Le parole italiane che gli anglofoni ci invidiano

Le parole italiane che gli anglofoni ci invidiano

Qualche tempo fa il sito americano Buzzfeed ha stilato una lista di parole italiane che hanno un suono e un significato senza corrispondenze univoche nel lessico inglese. Termini che, secondo l’autore, suscitano invidia in un anglofono perché sono particolarmente belle, o poetiche, o esplicative.

Ovviamente si tratta semplicemente di un’opinione personale dell’autore, ma è comunque interessante capire quali sono gli aspetti delle parole italiane che colpiscono chi parla un’altra lingua. Vediamo quali sono state le scelte di Buzzfeed.

Mozzafiato

In inglese esiste un equivalente di mozzafiatobreathtaking. Ma non ha la stessa impostazione netta e descrittiva. Tradotto letteralmente indica qualcosa o qualcuno che ti “prende il respiro“. La parola composita mozzafiato, invece, è molto più diretta ed esplicativa. Ed è probabilmente per questo che è stata inserita nella lista di Buzzfeed.

Rocambolesco

Questa parola italiana deriva da Rocambole. Il protagonista di molti romanzi d’appendice dello scrittore francese P. A. Ponson du Terrail. Vissuto durante il diciannovesimo secolo. Questo personaggio di fantasia veniva continuamente catapultato in situazioni avventurose dagli esiti concitati. In cui l’azione aveva cambi di ritmo e colpi di scena continui.
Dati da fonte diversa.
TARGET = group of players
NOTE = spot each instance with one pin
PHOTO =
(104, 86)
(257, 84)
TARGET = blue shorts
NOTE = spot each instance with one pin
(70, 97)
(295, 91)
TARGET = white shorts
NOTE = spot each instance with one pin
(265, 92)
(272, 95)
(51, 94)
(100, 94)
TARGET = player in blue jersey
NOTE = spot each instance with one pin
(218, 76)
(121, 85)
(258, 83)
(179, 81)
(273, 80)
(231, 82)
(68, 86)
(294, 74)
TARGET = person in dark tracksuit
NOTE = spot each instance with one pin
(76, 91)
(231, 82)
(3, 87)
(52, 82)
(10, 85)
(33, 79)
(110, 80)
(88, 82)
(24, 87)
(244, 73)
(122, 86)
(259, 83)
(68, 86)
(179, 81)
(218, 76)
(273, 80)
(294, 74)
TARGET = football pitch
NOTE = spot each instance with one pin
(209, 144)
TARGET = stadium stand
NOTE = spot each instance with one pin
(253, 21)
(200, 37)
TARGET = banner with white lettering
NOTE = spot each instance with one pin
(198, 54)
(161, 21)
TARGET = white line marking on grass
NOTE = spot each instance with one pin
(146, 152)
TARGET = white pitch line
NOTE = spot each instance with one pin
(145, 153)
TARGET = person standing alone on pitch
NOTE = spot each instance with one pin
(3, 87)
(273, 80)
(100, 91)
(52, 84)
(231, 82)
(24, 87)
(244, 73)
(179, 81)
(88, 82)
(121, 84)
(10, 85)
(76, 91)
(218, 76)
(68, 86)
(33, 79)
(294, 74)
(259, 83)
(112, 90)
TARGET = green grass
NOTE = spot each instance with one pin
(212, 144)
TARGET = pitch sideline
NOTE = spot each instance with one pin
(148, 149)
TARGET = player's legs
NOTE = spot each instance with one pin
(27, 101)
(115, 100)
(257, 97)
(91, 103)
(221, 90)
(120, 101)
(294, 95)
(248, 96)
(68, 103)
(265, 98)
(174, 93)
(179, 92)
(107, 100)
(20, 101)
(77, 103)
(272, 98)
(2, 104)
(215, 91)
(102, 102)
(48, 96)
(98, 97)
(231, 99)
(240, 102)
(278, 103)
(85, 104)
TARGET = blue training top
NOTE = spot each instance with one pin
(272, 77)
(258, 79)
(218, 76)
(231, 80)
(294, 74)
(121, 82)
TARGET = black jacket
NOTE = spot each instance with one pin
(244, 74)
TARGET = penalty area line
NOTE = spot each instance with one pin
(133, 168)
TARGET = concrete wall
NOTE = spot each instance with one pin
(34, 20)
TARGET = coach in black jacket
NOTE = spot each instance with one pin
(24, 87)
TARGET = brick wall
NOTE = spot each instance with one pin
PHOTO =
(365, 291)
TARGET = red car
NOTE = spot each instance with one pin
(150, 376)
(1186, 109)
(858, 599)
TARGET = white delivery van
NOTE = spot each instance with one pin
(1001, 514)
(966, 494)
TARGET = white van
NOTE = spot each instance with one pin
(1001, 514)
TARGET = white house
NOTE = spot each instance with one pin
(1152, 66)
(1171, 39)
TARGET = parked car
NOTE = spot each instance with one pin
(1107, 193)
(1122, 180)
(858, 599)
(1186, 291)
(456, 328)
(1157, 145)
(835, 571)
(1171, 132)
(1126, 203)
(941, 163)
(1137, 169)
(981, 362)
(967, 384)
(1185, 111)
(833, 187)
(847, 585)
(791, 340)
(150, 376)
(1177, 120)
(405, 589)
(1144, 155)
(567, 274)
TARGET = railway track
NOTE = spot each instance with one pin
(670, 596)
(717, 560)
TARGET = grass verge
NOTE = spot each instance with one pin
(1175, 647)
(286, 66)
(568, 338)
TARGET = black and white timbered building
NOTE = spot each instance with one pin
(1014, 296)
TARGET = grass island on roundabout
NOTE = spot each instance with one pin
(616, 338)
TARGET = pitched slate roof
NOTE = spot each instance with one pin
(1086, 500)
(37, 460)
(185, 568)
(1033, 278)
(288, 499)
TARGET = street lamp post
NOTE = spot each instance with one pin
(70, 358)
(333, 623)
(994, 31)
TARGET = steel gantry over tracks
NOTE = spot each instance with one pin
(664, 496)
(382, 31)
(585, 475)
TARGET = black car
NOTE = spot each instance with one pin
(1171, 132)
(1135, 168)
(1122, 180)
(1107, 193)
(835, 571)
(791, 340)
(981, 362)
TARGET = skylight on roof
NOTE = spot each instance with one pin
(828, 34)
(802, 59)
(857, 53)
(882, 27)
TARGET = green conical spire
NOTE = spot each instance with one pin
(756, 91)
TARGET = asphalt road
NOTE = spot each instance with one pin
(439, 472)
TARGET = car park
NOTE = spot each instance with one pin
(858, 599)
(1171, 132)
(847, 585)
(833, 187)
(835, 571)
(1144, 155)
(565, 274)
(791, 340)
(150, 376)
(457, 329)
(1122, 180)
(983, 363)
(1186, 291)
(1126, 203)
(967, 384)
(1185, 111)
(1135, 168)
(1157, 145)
In inglese non esiste un termine che abbia le stesse sfumature di questa parola. Non indica soltanto una situazione avventurosa, o concitata. Ma è un aggettivo che al contempo unisce a questi due aspetti anche un senso di ansia e frenesia. E se noi possiamo esprimere questo concetto con un solo termine, gli anglofoni devono farlo con una frase.

Struggimento

Lo stesso tipo di attrattiva, deve aver suscitato anche la parola struggimento. Non esiste, infatti, alcun termine inglese che possa contenere così tante sfumature di un sentimento. Struggimento indica un sentimento di desiderio che sfocia nella pena e nella bramosia ossessiva. Una bramosia che diventa talmente forte da sfibrare non solo lo spirito, ma il corpo.

Gli anglofoni per indicare questo tipo di sentimento spesso utilizzano la parola composita gut-churning, che tradotta indica qualcosa che fa “rivoltare lo stomaco“. Ma è una parola che si limita a dare un’indicazione collaterale sull’effetto del sentimento, non a descriverlo. Struggimento ha obiettivamente una sfumatura più poetica.

Meriggiare

Questa parola non soltanto non ha epigoni in lingua inglese, ma indica un’azione che non ha un corrispettivo chiaro per gli anglosassoni. Secondo la definizione del dizionario Treccani, meriggiare indica “stare in riposo, all’aperto e in luogo ombroso, nelle ore calde del meriggio.” Ma questa parola non descrive semplicemente un’azione, condensandola. Ha delle sfumature aggiuntive.

Montale compose Meriggiare pallido e assorto una delle poesie della raccolta Ossi di Seppia, per indicare non soltanto un riposo fisico, ma una requie dello spirito.

Meriggiare pallido e assorto
presso un rovente muro d’orto,
ascoltare tra i pruni e gli sterpi
schiocchi di merli, frusci di serpi.

Pantofolaio

Questo sostantivo, che indica qualcuno che ama stare a casa a poltrire, e che dimostra grande indolenza, in realtà ha un corrispettivo molto descrittivo in lingua inglese. La parola composita “couch-potato“. Che tradotta indica qualcuno di così atavicamente attaccato al divano da affondarci le radici come una patata.

Pur avendo una sfumatura più dispregiativa rispetto a pantofolaio, couch-potato è un termine dalle sfumature più divertenti e dirette. In questo caso, al contrario, viene voglia a noi di averlo nel dizionario.